De lo expresado se desprende que los recursos de reposición y de apelación, presentados, no modifican ninguno de
los eventos que hubieren dado lugar a la disolución y menos aún la decisión de disolución adoptada por parte del
órgano rector de la sociedad, por el juez del Circuito del domicilio social o por la Superintendencia de sociedades,
según el caso. Por tanto, a juicio de este Despacho en respuesta al primer interrogante la decisión adoptada a
pesar de estar en trámite de apelación, vincula a la sociedad, que como tal debe entenderse disuelta y en estado de
liquidación.
En cuanto a la situación del nombramiento del liquidador, acto que conforme a lo dispuesto por el artículo 163 del
Código de Comercio, está sujeto a registro, dispone el artículo 164 ibídem: "Las personas inscritas en la cámara de
comercio del domicilio social como representantes de una sociedad, así como sus revisores fiscales, conservarán tal
carácter para todos los efectos legales, mientras no se cancele dicha inscripción mediante el registro de un nuevo
nombramiento o elección.
La simple confirmación o reelección de las personas ya inscritas no requerirá nueva inscripción."
De la norma transcrita se infiere con claridad que el registro de los nombramientos de administradores, en
este caso del liquidador, es un requisito que además de hacer oponible el acto a terceros, es constitutivo del
mismo; lo que significa que su prueba se circunscribe a la certificación que para el efecto expida la cámara
respectiva, con la indicación del nombre de los representantes, de las facultades conferidas a cada uno de ellos en
el contrato y de las limitaciones acordadas a dichas facultades, tal y como lo indica el inciso segundo del artículo
117 del Código de Comercio.
Por lo anterior, en respuesta del caso planteado en el segundo interrogante, es claro que quien ostenta la
representación legal de la empresa es la persona que estaba inscrita en la Cámara de Comercio con anterioridad a
la pretendida la inscripción del liquidador, pues conforme al artículo 164 del Código de Comercio, quienes tengan
esta condición la conservarán hasta tanto se cancele su registro mediante la inscripción de un nuevo nombramiento,
hecho que está condicionado a la decisión que adopte la Superintendencia de Industria y Comercio al resolver la
apelación presentada frente al nuevo registro.

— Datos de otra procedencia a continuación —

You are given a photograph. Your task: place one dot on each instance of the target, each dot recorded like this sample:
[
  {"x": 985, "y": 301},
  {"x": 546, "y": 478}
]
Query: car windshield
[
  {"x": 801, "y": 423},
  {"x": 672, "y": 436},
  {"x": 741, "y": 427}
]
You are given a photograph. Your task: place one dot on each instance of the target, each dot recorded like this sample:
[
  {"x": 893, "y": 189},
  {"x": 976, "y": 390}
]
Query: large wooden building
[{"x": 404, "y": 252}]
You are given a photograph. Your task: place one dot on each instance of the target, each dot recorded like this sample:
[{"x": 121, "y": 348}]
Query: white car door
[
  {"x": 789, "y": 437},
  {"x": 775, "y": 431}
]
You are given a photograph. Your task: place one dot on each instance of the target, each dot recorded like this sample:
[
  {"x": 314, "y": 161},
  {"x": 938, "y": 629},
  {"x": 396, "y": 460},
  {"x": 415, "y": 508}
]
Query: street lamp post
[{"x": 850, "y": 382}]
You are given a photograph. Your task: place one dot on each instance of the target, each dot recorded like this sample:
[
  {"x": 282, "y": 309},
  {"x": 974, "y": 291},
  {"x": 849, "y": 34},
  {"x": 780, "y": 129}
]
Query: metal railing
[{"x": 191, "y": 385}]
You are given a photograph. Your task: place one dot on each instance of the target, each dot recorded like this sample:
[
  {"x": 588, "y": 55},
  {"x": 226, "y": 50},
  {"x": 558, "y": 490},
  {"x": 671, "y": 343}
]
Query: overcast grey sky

Adicional a lo expuesto dispone el artículo 55 del Código Contencioso Administrativo que los recursos se concederán
en el efecto suspensivo, de donde resulta que la interposición del recurso de apelación impide la ejecutoria del acto
administrativo recurrido, lo cual significa que la situación jurídica precedente permanece tal cual era, con sus
cualidades y defectos, inmodificada e indiferente a las consecuencias que se derivan del registro posterior, que
todavía no produce sus efectos justamente por haber sido objeto de los recursos admisibles en la vía gubernativa.
3. Actuaciones del liquidador designado cuyo inscripción fue recurrida.
Respecto de las actuaciones del liquidador, punto que corresponde a la tercera inquietud, es preciso distinguir
aquellas anteriores a la presentación del recurso de reposición contra el registro del acto y las posteriores; en
cuanto a las primeras, cabe observar que son válidas, en el entendido que la oponibilidad a terceros de actos y
documentos sujetos a registro mercantil, tiene además de dotar de agilidad los negocios mercantiles la función de
imprimir certeza y seguridad de las actuaciones de la empresa frente a los terceros de buena fe que con esta
contratan.
En cuanto a las posteriores, también sin perjuicio de los terceros de buena fe, la sociedad puede demandar ante la
justicia ordinaria la validez de los actos realizados y adoptar las acciones de responsabilidad que puedan iniciarse
contra quien sin estar legitimado celebró un contrato en nombre de la compañía.